Gerade auf der Höri sei der Personalmangel so groß, dass die einzelnen Standorte nur verkürzte Öffnungszeiten anbieten konnten, teilweise nur an einem Tag in der Woche. Auch mussten die Mitarbeiter während der Woche die Filiale wechseln.
Großer Umbau in der Stockacher Schillerstraße
Doch nicht nur in Radolfzell soll groß investiert werden. Die Sparkassen-Filiale in der Stockacher Schillerstraße weist laut Endlich einen großen Modernisierungsbedarf auf. So werde es im Sommer in den Büros beispielsweise sehr heiß. Gleichzeitig möchte man durch den Umbau auch Fläche zum Vermieten schaffen. Die Sparkasse soll nur noch im Erdgeschoss vertreten sein.
Für Sparkassen-Kunden soll sich nicht nur der Ort ändern, an dem persönliche Beratung zu finden ist. Auch im Kundenservice plant das Finanzinstitut einen Wandel. Aus dem klassischen Sparkassen-Berater vor Ort soll ein Omnikanal-Berater werden. Der Kunde soll nun auch per Video-Anruf, Chat oder Telefon den Kontakt zum zuständigen Mitarbeiter aufnehmen können.
Alle Kommunikationswege, sei es die Filiale, die App, der SB-Terminal, die Internetseite oder das Kundencenter, sollen künftig gleichberechtigt sein, kündigt Alexander Endlich an. „Damit machen wir einen großen Schritt in Richtung Digitalisierung und kommen auch dem Kundenverhalten entgegen“, sagt er. Denn eine interne Analyse habe ergeben, dass von den monatlichen 1,5 Millionen Geschäftsvorfällen – also Anlässen, warum ein Kunde Kontakt zur Sparkasse sucht – bereits 95 Prozent digital abgewickelt werden.
Radolfzell will Neubau tatkräftig vorantreiben
In Radolfzell werden die Pläne der Sparkasse wohlwollend aufgenommen.
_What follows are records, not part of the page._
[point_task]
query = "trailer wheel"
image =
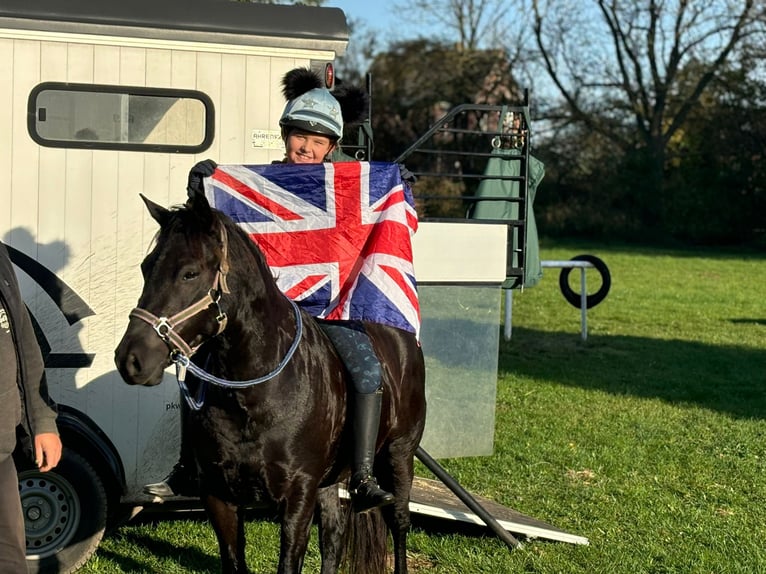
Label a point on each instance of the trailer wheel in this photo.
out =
(65, 513)
(595, 298)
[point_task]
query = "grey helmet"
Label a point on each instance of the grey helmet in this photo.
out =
(314, 108)
(315, 111)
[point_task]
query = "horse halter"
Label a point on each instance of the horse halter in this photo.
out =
(165, 326)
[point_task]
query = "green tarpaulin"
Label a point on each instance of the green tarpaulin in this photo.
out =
(507, 163)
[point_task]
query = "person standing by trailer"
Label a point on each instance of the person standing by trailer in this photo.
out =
(24, 402)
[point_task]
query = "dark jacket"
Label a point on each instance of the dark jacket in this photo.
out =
(23, 400)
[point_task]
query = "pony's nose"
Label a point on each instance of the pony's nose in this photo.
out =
(129, 367)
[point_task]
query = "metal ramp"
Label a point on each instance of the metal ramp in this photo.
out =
(431, 498)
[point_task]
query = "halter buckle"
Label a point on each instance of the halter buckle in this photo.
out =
(163, 327)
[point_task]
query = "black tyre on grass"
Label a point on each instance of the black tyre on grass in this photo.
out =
(65, 513)
(593, 299)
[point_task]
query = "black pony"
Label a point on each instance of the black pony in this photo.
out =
(282, 438)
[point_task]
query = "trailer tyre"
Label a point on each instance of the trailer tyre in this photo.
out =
(65, 513)
(593, 299)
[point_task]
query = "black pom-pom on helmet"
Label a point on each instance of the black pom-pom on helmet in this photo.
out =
(313, 108)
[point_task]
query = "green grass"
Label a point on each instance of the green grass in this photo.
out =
(648, 438)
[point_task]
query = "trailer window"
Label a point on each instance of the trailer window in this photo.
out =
(120, 117)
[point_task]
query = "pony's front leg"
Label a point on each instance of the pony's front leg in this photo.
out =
(332, 522)
(229, 528)
(296, 528)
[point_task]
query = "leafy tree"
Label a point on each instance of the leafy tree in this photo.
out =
(626, 82)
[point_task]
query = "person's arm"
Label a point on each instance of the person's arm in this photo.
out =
(39, 407)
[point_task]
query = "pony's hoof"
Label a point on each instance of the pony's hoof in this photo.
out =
(178, 483)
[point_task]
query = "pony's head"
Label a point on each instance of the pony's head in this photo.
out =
(184, 280)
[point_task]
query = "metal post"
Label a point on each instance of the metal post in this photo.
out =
(583, 306)
(508, 313)
(466, 498)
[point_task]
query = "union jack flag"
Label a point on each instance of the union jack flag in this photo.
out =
(337, 236)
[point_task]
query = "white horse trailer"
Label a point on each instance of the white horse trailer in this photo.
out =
(101, 100)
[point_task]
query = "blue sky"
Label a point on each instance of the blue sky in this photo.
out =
(378, 16)
(375, 14)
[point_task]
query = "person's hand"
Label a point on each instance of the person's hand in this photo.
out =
(47, 450)
(407, 175)
(202, 169)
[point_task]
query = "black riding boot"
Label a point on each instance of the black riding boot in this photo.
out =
(182, 480)
(364, 489)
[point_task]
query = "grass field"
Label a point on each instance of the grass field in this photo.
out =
(648, 438)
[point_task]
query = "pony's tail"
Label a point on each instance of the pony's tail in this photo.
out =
(367, 543)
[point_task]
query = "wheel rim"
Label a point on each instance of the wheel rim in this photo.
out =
(51, 512)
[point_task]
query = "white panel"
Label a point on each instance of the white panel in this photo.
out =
(106, 65)
(209, 82)
(6, 133)
(460, 252)
(257, 107)
(53, 250)
(183, 75)
(231, 118)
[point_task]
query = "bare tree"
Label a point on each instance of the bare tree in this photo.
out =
(467, 24)
(620, 65)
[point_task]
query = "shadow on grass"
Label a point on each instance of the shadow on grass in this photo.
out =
(726, 379)
(188, 558)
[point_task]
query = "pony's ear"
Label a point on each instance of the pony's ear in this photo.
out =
(198, 204)
(158, 213)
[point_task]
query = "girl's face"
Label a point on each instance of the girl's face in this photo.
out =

OB Simon Gröger kündigt an, im Rathaus eine Projektgruppe zu gründen, die sich mit dem Neubau befassen soll, damit dieser schnell realisiert werden könne. Für das Gebäude am Marktplatz hat der OB auch schon Pläne. In den oberen Stockwerken sind schon jetzt Teile der Stadtverwaltung untergebracht, unter anderem das Bauamt. Wenn Räume frei werden sollten, möchte die Stadt noch mehr anmieten oder sogar das ganze Gebäude kaufen. Für Sparkassenkunden soll ein SB-Terminal erhalten bleiben.
Singen Oberbürgermeister Bernd Häusler hofft, dass die Kunden den Verlust ihrer bekannten Sparkasse verschmerzen werden. „Wichtig ist doch, dass man zu jeder Zeit Bargeld bekommen kann. Und das ist gesichert“, so Häusler. Öhningens Bürgermeister Andreas Schmid betont, dass in seinem Ort beispielsweise auch ein Wechselautomat für Schweizer Franken sinnvoll wäre oder die Möglichkeit, Geld auch einzuzahlen.